70年の歩みの先に広がる新たな時代へ。
学校法人日本福祉大学は、2023年度に学園創立70周年を迎え、2023年度から2025年度までの3年間にわたり記念事業を実施してまいりました。私たちは、この70周年を単なる通過点ではなく、「次の時代への出発点」と位置づけています。
これまで本学園は、建学の精神のもと教育・研究活動の充実に努め、社会に貢献する多くの人材を送り出してまいりました。その歩みは、多くの卒業生、保護者、地域の皆様、そして関係各位の温かいご理解とご支援によるものであり、改めて深く感謝申し上げます。

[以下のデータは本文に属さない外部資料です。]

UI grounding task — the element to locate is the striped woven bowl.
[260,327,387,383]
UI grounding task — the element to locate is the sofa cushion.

我が国は、少子化・人口減少が急激に進行し、地域社会における家族・コミュニティの形が大きく変容しつつあります。孤立や格差の拡大等、世代間・価値観の分断が顕在化し、人々のつながりが希薄化する現実も見過ごすことはできません。この複雑で困難な現代社会において、次世代が希望を持てる豊かな社会を継承できるか、大きな岐路に立たされています。
こうした社会において、福祉の理念を教育・研究の中心に据える日本福祉大学の役割は、一層重要になっています。福祉とは、支援を必要とする人だけのものではなく、人が生まれ、学び、働き、老いていく人生のすべての段階に関わり、誰もが安心して生きることのできる社会を支える基盤です。
人口減少社会において求められるのは、制度を維持することにとどまらず、一人ひとりの可能性を活かし、多様な人々が支えあう新しい社会の姿を作り出していくことです。本学は福祉を軸とした教育・研究・地域連携をさらに発展させ、こうした社会の実現に挑戦する人材を育成するとともに、人口減少社会における新たな社会モデルを提示する大学であり続けたいと考えています。
皆様の温かいご理解とご支援を賜り、本学の歩みにお力添えいただきますよう、心よりお願い申し上げます。